Opioid analgesic overdose encompasses a range of clinical findings. Although the classic toxidrome of apnea, stupor, and miosis suggests the diagnosis of opioid toxicity, none of these findings are consistently present. The sine qua non of opioid intoxication is respiratory depression. Failure of oxygenation, defined as an oxygen saturation of less than 90% while the patient is breathing ambient air and with ventilation adequate to achieve normal ventilation, is often caused by pulmonary edema that becomes apparent later in the clinical course. Hypothermia may arise from a persistently unresponsive state in a cool environment or from misguided attempts by bystanders to reverse opioid intoxication by immersing a patient in cold water. In addition, persons who have been lying immobile in an opioid-induced stupor may be subject to rhabdomyolysis, myoglobinuric renal failure, and the C.
• How does development of tolerance of respiratory depression compare to tolerance of analgesia?
Tolerance of respiratory depression appears to develop at a slower rate than analgesic tolerance; over time, this delayed tolerance narrows the therapeutic window, paradoxically placing patients with a long history of opioid use at increased risk for respiratory depression.
Morning Report Questions
Q: What laboratory tests should be ordered in cases of suspected opioid overdose?

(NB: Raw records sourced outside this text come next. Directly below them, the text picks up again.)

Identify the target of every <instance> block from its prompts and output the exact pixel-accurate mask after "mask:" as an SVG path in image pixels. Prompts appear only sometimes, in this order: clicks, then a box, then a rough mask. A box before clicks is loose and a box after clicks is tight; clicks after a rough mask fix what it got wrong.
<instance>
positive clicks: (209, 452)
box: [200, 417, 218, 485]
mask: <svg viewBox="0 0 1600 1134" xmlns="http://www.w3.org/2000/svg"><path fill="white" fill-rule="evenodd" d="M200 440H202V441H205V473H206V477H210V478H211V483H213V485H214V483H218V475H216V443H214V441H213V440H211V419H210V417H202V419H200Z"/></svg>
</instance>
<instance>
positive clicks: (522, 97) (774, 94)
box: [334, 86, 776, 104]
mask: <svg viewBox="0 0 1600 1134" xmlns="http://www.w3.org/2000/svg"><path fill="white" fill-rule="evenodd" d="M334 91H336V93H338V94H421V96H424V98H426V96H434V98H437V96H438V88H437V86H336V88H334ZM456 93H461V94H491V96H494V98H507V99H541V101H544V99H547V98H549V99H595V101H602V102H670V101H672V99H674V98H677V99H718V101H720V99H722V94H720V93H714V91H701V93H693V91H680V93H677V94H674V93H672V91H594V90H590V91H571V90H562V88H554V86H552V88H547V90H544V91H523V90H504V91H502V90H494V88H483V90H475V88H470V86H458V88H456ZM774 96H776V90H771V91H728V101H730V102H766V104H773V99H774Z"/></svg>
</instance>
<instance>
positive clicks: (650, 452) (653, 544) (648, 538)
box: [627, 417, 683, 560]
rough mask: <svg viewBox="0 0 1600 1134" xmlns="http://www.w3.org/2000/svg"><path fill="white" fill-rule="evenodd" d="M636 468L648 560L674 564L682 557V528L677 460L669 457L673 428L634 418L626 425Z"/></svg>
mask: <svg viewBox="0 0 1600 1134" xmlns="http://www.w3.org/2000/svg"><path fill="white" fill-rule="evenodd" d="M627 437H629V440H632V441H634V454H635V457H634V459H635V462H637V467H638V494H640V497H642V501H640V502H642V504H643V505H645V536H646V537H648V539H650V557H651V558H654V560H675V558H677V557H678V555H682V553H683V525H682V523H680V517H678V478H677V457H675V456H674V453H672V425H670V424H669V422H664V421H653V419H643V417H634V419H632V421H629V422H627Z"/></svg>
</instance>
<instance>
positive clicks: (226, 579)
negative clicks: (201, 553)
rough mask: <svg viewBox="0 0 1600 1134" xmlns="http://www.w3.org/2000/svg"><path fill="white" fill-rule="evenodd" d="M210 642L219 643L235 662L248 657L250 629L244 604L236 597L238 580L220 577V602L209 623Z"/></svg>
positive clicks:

A: The acetaminophen concentration should be measured in all patients because of the prevalence of diversion and misuse of acetaminophen-containing opioids. Clinicians often overlook acetaminophen hepatotoxicity. Quantitative measures of drug concentrations are useless in cases of overdose because patients who have been prescribed elevated doses of opioid analgesics may have therapeutic serum concentrations that greatly exceed laboratory reference ranges. Qualitative analyses of urine for drugs of abuse (toxic screens) rarely affect decisions about patient care and have little role in the emergency evaluation and management of opioid intoxication.
Q: How should opioid overdose be treated?
A: Naloxone, the antidote for opioid overdose, is a competitive mu opioid-receptor antagonist that reverses all signs of opioid intoxication. The onset of action is less than 2 minutes when naloxone is administered intravenously, and its apparent duration of action is 20 to 90 minutes, a much shorter period than that of many opioids. Dosing of naloxone is empirical. The effective dose depends on the amount of opioid analgesic the patient has taken or received, the relative affinity of naloxone for the mu opioid receptor and the opioid to be displaced, the patient’s weight, and the degree of penetrance of the opioid analgesic into the central nervous system. The initial dose of naloxone is 0.04 mg; if there is no response, the dose should be increased every 2 minutes to a maximum of 15 mg. If there is no abatement in respiratory depression after the administration of 15 mg of naloxone, it is unlikely that the cause of the depression is opioid verdose. Reversal of opioid analgesic toxicity after the administration of single doses of naloxone is often transient; recurrent respiratory depression is an indication for a continuous infusion or for orotracheal intubation.